Tue. Jul 23rd, 2024

Graphic created by Evan Brooks using Wix. 


This article will be the first in a series of features, where each week I will be highlighting a specific quality that, if practiced, will improve your life. I wanted to start this series to offer what experience I have gained through the years, in various leadership roles, to anyone willing to listen. My most recent leadership role was serving as the President of the Student Government Association at Bucks County Community College, the college I was at before West Chester University.

Each quality I will present has helped me in some way or another while serving in my various roles. In this first edition of the series, I delve into patience. I chose to start with patience because it is a foundational quality when it comes to dealing with others and enjoying life a little bit more.

Patience is an eight-letter word that often goes along with the word tolerance, as in, if you are patient with something or someone, you are engaging in an act of tolerance toward that thing or person. I want to encourage the reader to think of patience in a different light.

I want to encourage the reader to think of patience in a different light.

You can tolerate anything, but it takes a little more to begin to care. Too often when we are being patient — say waiting in a line or waiting for someone to finish their thought — we don’t do much in the way of caring. Sitting in that moment praying for it to end or speed up is usually what occupies the mind.

Time is a limited resource in all our lives, which is why it is important to enjoy the moments that we find boring just as much as we enjoy those moments we can’t get enough of. Seek to be mentally present just as much as you are physically present.

Enjoy every moment possible, even the boring ones: because in every second, meaning can be found. To understand the true meaning of patience, we don’t have to look that far; trees are the embodiment of patience. There are trees that can wait years as seeds, waiting for the right conditions, before they begin to sprout and grow.

So, it is important that we are not only patient but present, there is also knowing when to act and to not wait around.

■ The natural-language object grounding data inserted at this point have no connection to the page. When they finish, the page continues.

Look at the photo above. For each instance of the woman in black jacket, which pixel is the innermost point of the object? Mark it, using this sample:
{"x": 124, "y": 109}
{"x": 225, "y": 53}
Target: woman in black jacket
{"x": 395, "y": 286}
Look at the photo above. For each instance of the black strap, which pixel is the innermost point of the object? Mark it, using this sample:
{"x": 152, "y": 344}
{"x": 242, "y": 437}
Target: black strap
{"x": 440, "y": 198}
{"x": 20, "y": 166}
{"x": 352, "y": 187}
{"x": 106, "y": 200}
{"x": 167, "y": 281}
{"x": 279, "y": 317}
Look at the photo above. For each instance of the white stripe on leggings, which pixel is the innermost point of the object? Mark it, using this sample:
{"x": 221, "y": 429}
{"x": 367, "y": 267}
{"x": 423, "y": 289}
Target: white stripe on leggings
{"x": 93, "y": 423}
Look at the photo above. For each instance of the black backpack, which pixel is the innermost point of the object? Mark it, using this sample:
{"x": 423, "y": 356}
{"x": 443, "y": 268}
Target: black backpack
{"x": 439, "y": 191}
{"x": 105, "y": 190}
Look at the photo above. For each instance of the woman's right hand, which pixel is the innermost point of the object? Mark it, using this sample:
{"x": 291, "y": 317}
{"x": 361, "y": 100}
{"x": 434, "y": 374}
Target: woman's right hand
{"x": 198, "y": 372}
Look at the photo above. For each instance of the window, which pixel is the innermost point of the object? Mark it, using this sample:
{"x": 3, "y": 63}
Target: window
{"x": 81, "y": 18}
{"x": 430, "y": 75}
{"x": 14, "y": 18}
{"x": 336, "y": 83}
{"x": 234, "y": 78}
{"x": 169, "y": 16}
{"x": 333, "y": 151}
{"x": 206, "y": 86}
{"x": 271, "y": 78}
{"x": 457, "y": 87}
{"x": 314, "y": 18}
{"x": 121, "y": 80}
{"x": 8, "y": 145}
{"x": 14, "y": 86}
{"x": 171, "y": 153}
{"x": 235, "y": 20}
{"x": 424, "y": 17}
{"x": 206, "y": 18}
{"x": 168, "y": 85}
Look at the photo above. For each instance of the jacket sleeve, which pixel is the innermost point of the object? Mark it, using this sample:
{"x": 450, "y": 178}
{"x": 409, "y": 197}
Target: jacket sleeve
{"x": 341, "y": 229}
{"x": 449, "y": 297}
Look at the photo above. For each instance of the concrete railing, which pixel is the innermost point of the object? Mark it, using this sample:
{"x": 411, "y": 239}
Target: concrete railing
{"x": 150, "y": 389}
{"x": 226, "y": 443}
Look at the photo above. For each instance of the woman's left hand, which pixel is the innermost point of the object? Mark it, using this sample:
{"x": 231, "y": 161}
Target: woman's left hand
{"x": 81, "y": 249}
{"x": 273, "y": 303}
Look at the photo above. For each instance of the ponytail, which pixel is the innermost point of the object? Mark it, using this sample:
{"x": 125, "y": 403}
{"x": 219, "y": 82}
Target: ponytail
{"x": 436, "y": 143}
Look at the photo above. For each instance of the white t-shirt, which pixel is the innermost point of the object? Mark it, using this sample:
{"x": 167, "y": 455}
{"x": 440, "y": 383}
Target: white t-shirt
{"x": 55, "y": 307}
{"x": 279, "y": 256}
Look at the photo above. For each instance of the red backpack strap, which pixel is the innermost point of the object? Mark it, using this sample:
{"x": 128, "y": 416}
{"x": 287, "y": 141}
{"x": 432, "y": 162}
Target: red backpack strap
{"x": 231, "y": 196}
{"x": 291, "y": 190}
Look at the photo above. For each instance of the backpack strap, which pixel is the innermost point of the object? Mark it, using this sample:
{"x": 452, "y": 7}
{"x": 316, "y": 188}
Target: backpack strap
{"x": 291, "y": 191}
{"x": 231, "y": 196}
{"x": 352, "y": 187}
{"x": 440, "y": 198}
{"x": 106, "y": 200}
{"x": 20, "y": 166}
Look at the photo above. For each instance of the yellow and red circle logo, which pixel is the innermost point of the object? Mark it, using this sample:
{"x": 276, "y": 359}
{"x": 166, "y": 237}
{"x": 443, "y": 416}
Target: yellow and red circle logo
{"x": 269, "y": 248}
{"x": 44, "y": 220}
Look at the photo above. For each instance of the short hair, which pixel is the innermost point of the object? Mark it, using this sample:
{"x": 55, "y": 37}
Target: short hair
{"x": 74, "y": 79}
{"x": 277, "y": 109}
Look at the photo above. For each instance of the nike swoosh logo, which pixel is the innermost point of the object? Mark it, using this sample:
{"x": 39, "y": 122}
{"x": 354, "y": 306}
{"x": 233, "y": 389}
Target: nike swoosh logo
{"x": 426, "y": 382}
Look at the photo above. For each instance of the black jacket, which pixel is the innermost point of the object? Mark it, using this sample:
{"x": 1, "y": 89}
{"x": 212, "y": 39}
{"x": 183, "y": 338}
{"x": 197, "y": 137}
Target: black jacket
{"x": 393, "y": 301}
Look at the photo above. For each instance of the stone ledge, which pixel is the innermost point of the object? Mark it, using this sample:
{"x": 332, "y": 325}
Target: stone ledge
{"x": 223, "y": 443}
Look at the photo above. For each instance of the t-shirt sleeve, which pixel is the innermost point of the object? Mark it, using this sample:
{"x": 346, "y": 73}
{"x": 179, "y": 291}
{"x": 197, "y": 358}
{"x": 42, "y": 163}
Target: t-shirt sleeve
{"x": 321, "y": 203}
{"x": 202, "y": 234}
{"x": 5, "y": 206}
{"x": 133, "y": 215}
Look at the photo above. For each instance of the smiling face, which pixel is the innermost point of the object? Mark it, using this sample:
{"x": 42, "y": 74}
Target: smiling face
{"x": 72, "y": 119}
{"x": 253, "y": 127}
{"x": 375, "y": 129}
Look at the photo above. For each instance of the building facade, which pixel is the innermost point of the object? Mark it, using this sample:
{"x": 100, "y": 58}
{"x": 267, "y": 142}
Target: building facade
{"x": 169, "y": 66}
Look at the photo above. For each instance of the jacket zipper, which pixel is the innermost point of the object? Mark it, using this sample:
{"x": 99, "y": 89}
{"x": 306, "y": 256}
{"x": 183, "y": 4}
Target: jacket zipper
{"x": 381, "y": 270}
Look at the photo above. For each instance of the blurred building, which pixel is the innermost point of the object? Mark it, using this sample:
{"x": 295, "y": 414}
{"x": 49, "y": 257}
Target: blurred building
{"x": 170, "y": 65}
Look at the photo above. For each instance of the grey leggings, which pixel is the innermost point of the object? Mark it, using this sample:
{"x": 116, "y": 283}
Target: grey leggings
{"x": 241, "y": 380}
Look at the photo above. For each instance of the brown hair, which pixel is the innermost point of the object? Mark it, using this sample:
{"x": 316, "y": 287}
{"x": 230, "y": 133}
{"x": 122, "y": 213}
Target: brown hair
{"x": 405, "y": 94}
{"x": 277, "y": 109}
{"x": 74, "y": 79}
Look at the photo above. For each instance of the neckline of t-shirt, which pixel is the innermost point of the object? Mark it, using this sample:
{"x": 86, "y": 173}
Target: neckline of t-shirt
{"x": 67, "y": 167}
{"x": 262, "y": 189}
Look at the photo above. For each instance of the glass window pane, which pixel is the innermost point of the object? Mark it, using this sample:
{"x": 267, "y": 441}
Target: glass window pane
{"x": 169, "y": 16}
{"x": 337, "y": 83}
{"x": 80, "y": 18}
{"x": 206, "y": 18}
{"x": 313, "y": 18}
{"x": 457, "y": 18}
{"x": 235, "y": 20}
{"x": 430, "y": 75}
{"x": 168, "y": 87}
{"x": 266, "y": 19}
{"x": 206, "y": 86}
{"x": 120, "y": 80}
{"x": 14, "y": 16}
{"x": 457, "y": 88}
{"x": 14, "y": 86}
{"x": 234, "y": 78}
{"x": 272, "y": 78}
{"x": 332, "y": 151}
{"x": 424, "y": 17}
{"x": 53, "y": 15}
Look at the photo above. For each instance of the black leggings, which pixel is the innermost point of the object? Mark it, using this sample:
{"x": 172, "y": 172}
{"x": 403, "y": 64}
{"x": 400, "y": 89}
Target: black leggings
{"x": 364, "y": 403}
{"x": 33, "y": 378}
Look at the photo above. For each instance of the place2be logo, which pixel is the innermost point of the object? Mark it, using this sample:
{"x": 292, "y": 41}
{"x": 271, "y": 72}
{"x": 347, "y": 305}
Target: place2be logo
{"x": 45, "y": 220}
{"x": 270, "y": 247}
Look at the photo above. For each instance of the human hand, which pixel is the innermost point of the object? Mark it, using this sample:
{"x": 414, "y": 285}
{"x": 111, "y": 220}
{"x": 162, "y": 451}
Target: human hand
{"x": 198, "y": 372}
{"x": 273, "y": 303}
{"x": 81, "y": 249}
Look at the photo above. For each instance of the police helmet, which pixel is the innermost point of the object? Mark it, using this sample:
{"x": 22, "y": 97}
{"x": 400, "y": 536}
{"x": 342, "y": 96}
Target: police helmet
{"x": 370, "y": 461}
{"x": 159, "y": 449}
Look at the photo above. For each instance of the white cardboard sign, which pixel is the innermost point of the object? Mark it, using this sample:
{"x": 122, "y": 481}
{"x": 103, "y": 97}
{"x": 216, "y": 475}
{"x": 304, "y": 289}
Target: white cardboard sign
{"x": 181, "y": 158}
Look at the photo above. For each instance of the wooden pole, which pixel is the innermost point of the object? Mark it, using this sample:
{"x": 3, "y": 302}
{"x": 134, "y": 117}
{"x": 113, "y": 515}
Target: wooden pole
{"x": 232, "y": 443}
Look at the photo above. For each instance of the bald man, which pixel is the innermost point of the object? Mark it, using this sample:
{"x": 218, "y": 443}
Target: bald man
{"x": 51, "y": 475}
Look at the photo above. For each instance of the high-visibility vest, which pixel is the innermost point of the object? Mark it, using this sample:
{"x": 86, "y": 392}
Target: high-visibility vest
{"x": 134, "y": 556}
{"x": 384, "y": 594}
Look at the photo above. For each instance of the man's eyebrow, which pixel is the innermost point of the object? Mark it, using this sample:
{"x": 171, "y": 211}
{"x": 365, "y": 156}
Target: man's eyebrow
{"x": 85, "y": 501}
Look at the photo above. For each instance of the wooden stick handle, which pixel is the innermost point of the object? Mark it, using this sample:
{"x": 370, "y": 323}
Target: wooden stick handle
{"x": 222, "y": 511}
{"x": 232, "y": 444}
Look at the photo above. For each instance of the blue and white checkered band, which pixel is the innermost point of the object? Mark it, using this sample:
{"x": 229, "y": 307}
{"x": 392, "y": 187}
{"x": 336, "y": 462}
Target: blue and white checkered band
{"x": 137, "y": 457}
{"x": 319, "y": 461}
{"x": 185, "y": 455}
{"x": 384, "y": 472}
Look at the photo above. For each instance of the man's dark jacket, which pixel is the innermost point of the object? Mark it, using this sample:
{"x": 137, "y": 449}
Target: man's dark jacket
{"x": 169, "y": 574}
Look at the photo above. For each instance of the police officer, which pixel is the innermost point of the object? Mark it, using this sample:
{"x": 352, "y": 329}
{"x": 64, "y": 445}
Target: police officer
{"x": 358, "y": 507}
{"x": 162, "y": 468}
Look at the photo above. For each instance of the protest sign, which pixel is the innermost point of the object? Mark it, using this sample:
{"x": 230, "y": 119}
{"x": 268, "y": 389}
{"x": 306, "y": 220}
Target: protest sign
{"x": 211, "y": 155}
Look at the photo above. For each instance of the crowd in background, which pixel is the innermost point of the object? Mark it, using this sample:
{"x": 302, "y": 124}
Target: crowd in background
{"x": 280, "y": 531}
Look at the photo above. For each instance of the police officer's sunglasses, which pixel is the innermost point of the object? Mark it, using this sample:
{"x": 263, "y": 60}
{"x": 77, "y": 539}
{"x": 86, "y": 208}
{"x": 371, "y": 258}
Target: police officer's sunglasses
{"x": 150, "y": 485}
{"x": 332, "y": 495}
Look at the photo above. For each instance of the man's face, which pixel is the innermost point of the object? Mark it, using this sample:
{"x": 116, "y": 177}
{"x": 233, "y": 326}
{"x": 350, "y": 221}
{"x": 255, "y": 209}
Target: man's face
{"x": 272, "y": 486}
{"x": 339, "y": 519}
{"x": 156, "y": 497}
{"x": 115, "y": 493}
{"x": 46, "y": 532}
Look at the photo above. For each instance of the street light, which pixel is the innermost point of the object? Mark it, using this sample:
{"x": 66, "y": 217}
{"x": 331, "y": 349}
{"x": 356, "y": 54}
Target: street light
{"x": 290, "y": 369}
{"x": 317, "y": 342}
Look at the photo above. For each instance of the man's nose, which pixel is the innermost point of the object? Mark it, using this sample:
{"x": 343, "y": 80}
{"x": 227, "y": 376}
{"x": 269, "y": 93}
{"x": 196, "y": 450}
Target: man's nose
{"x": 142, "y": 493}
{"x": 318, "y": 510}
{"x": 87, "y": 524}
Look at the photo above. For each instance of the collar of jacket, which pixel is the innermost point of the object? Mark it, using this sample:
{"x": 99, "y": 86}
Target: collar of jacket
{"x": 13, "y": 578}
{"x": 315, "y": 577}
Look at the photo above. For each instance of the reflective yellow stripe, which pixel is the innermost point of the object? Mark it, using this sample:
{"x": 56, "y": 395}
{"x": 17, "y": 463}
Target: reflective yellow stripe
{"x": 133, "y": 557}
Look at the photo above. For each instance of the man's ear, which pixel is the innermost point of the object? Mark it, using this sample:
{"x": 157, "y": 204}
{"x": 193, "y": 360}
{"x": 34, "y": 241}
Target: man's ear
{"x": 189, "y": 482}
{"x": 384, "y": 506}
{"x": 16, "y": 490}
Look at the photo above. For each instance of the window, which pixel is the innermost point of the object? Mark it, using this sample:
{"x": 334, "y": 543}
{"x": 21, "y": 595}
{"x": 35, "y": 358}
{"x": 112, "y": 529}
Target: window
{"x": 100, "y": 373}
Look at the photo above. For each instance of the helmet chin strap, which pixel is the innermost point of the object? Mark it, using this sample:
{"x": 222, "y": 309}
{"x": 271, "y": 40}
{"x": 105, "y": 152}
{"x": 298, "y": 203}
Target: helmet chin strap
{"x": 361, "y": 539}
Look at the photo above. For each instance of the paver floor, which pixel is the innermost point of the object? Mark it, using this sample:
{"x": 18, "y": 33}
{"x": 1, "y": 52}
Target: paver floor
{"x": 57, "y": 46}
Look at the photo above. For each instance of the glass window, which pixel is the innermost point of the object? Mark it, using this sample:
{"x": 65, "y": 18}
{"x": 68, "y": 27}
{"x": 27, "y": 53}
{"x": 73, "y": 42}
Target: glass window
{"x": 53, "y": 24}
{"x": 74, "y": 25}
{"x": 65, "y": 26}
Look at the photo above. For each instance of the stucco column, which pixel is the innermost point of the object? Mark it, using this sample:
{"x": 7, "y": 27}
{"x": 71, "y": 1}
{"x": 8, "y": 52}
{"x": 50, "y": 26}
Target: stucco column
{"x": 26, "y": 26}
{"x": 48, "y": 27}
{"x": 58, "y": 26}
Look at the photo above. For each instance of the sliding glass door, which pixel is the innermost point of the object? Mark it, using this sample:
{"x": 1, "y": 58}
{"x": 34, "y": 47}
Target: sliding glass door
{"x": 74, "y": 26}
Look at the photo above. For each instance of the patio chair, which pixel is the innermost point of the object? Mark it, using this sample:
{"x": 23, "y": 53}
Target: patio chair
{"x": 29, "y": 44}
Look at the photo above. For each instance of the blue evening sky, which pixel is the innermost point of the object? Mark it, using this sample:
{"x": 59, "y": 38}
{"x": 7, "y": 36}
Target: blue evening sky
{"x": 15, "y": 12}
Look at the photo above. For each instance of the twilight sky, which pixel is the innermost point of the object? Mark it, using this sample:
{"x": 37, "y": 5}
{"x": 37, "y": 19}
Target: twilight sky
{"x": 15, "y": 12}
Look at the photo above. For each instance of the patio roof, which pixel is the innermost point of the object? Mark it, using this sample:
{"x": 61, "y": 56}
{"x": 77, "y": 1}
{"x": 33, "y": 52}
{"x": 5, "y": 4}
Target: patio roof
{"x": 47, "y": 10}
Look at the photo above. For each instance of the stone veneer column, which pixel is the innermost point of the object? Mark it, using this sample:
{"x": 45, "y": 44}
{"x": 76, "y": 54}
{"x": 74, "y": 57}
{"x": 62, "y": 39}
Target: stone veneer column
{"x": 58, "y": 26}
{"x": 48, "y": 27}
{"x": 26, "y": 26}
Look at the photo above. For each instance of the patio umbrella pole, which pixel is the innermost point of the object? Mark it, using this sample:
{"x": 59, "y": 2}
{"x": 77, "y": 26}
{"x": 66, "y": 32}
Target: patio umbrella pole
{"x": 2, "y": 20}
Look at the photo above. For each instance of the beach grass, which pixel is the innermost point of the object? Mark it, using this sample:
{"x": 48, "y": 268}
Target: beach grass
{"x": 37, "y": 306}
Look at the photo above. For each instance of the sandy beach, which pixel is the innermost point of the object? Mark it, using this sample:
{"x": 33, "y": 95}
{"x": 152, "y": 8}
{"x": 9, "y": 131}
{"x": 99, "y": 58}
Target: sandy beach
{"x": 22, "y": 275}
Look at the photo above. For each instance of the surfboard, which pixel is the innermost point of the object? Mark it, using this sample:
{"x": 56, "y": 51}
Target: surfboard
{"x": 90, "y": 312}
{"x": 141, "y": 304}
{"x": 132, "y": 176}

Patience, like anything else, can be harmful if taken to the extreme. Many wait to act, holding off for the right moment to do something, but opportunities fade.

If you need to say something to someone, do it. The perfect moment never arrives. Situations only get marginally better or worse, and before long, they disappear.

In my life, I have had many instances where I have had to display patience, whether it be ensuring my emotions stayed calm or sitting attentively during meetings I would rather be sleeping in. The secret to both is caring about the overall outcome of that experience.

If I were to let my emotions be set off by a short fuse, any remotely disagreeable conversation would turn unproductive. Same for if I lose attention with a rather slow-paced meeting or class on a subject I am not too fond of. Should I be impatient and focus my attention on something or someone else, then I would not understand what had happened when all was said and done.

Being patient requires an understanding that, if I let my mind wander, and my focus sways away from the thing at hand, I will be at a detriment compared to if I had the patience to stick it through with a clear head.